There are three reasons.

First of all, start + (end - start) / 2 works even if you are using pointers, as long as end - start doesn't overflow¹.

int *start = ..., *end = ...;
int *mid = start + (end - start) / 2; // works as expected
int *mid = (start + end) / 2;         // type error, won't compile

Second of all, start + (end - start) / 2 won't overflow if start and end are large positive numbers. With signed operands, overflow is undefined:

int start = 0x7ffffffe, end = 0x7fffffff;
int mid = start + (end - start) / 2; // works as expected
int mid = (start + end) / 2;         // overflow... undefined

(Note that end - start may overflow, but only if start < 0 or end < 0.)
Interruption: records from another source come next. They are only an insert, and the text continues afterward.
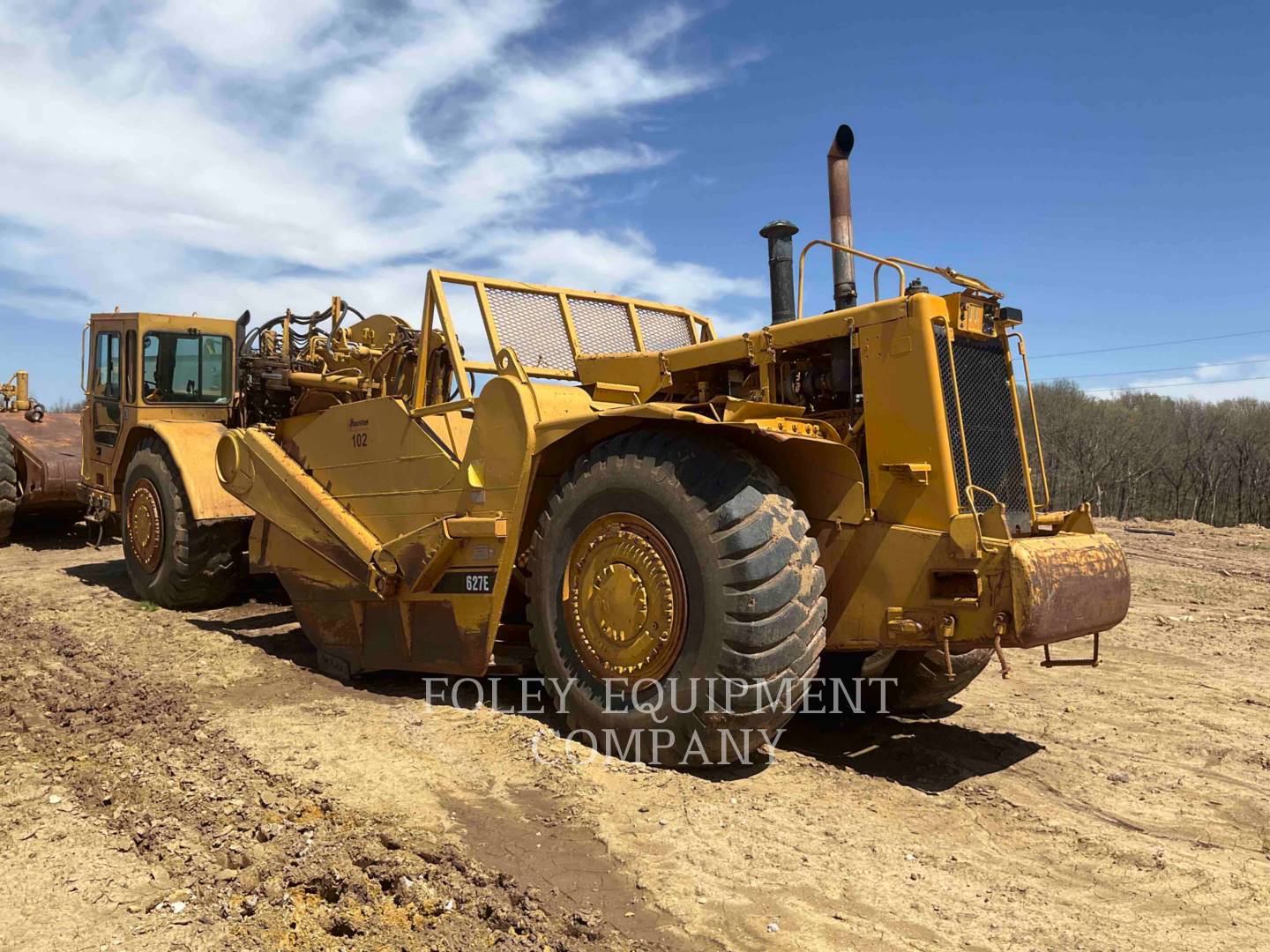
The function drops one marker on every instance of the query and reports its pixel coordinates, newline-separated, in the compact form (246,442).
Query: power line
(1157,369)
(1192,383)
(1159,343)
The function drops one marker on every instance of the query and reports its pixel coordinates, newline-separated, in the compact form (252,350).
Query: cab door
(109,375)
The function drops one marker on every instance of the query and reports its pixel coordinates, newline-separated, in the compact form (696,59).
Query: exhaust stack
(780,265)
(840,217)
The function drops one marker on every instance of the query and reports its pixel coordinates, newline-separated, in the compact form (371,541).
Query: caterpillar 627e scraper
(676,525)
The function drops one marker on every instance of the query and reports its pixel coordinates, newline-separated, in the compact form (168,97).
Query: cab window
(185,368)
(106,371)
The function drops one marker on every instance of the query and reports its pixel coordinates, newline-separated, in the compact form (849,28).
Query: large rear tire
(8,485)
(675,589)
(173,560)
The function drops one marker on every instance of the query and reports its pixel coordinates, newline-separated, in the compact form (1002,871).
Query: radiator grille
(983,383)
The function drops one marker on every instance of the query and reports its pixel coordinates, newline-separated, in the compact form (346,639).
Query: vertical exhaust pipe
(840,217)
(780,265)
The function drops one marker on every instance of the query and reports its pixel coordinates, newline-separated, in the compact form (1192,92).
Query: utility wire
(1157,369)
(1192,383)
(1159,343)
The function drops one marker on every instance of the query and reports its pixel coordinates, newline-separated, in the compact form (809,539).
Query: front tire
(173,560)
(675,599)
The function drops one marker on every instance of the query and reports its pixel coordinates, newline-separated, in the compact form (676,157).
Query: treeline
(1157,457)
Or with unsigned arithmetic, overflow is defined but gives you the wrong answer. However, for unsigned operands, start + (end - start) / 2 will never overflow as long as end >= start.

unsigned start = 0xfffffffeu, end = 0xffffffffu;
unsigned mid = start + (end - start) / 2; // works as expected
unsigned mid = (start + end) / 2;         // mid = 0x7ffffffe

Finally, you often want to round towards the start element.

int start = -3, end = 0;
int mid = start + (end - start) / 2; // -2, closer to start
int mid = (start + end) / 2;         // -1, surprise!

Footnotes

¹ According to the C standard, if the result of pointer subtraction is not representable as a ptrdiff_t, then the behavior is undefined. However, in practice, this requires allocating a char array using at least half the entire address space.